Thursday, April 2, 2009

Auto Show Day 2

After a tasty cookout and visit with friends last night, I arrived back at the garage around 8am to light the car up and prepare for the crowds. It was drizzling and being a weekday, most of the folks were retirees. This is the south, and much of the attendees were dressed in stereotypical denim farmer overalls, or camouflage pants. And of course, ball caps.
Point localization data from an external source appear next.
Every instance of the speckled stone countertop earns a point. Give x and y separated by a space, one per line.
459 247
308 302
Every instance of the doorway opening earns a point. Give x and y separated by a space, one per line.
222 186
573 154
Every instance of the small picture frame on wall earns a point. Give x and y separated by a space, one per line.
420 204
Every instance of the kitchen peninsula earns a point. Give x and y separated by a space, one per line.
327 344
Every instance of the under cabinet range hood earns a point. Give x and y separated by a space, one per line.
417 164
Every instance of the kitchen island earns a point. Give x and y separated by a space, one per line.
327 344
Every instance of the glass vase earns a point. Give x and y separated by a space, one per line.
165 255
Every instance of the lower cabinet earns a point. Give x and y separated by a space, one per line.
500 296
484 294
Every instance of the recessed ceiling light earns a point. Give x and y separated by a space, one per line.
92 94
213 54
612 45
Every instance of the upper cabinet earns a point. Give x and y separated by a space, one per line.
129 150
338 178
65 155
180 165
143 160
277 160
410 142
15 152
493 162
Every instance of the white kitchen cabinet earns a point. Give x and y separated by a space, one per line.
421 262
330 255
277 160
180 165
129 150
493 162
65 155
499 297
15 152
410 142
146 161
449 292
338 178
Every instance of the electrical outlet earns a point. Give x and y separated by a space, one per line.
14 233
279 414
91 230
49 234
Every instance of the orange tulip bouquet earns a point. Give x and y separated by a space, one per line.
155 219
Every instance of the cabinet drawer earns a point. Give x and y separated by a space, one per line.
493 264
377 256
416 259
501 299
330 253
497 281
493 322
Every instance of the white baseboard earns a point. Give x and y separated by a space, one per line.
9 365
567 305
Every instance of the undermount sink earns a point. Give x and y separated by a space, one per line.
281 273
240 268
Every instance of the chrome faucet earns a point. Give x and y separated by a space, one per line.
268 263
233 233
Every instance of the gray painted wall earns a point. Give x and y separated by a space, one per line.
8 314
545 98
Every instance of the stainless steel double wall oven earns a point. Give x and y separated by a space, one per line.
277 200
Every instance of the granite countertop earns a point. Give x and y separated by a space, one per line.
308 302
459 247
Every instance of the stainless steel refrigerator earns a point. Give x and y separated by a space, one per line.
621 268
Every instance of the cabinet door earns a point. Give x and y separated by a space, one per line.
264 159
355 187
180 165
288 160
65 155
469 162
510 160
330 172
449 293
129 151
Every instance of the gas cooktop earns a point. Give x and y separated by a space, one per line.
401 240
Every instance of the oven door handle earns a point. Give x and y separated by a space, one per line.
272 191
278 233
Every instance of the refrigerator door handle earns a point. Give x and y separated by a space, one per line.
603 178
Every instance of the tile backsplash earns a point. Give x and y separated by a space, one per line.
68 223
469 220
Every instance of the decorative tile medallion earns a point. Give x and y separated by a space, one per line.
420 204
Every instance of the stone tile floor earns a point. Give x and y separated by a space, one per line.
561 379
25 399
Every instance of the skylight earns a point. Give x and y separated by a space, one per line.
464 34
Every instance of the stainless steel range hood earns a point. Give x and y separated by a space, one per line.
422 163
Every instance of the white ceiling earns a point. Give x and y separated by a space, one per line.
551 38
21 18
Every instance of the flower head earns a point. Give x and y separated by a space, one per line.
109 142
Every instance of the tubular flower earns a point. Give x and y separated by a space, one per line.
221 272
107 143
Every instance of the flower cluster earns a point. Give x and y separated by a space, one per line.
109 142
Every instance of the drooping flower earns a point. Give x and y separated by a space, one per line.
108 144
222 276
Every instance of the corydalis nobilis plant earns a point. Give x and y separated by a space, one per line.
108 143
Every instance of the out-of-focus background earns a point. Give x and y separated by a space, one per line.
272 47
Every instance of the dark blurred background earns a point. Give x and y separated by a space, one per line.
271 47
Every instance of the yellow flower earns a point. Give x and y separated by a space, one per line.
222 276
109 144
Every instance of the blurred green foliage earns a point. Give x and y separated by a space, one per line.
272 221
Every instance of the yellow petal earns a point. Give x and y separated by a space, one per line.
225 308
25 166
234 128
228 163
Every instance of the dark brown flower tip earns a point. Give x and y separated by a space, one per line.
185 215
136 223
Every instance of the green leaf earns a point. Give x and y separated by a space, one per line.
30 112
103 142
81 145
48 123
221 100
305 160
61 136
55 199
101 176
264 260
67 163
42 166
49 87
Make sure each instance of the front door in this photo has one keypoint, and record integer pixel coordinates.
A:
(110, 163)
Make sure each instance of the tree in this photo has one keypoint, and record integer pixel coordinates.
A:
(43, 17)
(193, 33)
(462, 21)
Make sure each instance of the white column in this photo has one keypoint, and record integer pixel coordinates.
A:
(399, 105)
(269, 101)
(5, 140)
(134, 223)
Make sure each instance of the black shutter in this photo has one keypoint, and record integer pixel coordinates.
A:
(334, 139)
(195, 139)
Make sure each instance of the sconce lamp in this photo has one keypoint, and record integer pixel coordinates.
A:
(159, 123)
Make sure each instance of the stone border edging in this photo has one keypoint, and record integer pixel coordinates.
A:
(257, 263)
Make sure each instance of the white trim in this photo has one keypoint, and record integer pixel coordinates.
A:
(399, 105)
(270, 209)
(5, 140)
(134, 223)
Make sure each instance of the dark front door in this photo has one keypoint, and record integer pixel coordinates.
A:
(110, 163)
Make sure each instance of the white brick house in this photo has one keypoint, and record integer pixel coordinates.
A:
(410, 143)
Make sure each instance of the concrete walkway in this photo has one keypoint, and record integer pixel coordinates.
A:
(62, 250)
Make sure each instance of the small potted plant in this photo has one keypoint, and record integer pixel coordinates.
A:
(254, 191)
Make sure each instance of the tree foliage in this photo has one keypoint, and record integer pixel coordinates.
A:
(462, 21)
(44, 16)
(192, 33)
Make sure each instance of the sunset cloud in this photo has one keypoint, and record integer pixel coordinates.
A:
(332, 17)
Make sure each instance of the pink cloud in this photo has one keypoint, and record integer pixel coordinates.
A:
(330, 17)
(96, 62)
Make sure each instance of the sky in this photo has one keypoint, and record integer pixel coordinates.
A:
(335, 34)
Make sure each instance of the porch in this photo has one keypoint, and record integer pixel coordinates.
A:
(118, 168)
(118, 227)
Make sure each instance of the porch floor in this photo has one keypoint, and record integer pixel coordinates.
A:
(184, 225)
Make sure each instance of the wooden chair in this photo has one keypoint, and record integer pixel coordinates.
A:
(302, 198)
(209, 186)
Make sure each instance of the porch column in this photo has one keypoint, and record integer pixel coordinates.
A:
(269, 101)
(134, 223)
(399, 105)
The day was long and a little disheartening. I played the video on Parkinson’s and the mission, along with some brief clips from Back to the Future, which helped with the education part of our goal, but donations were going to be a struggle it seemed. Many would read the sign “Take a photo, but give hope”, quickly snap a picture, grab a brochure and move away as if an emergency had just come up. More than a handful of people replied that they were out of work, as I started welcoming them to make a donation. There was no shortage of cameras and video recorders, and people seemed quite enthused about seeing the car and taking what they could from the experience. I quickly realized that once they purchased their ticket into the auto fair, they did not expect to spend anything more beyond a corn dog and a ‘Sham-Wow.’ And I can’t blame them. I questioned my wisdom of exhibiting at this show, and quickly tried to think of ways to turn things around and make it more of a success. My growing frustration was soon diffused. One particular man seemed to really study the video and the car and the donation signs. He wasn’t repelled by the invitation to help cure a disease. After some careful and genuine consideration, he approached the donation jar and without stopping, placed a prepared bill in the top. With a tight throat, seeming to force back emotions, he whispered ‘My wife has Parkinsons.’ He kept moving, not wanting to engage in conversation.
In a way, I am grateful. It would have been very difficult for the both of us.
But he had given more than he realized. He gave me a gift of renewed resolve, and encouragement, right at the moment I needed it. This weekend was going to be a struggle, but if I had given up, it wouldn’t have progressed as wonderfully as it did.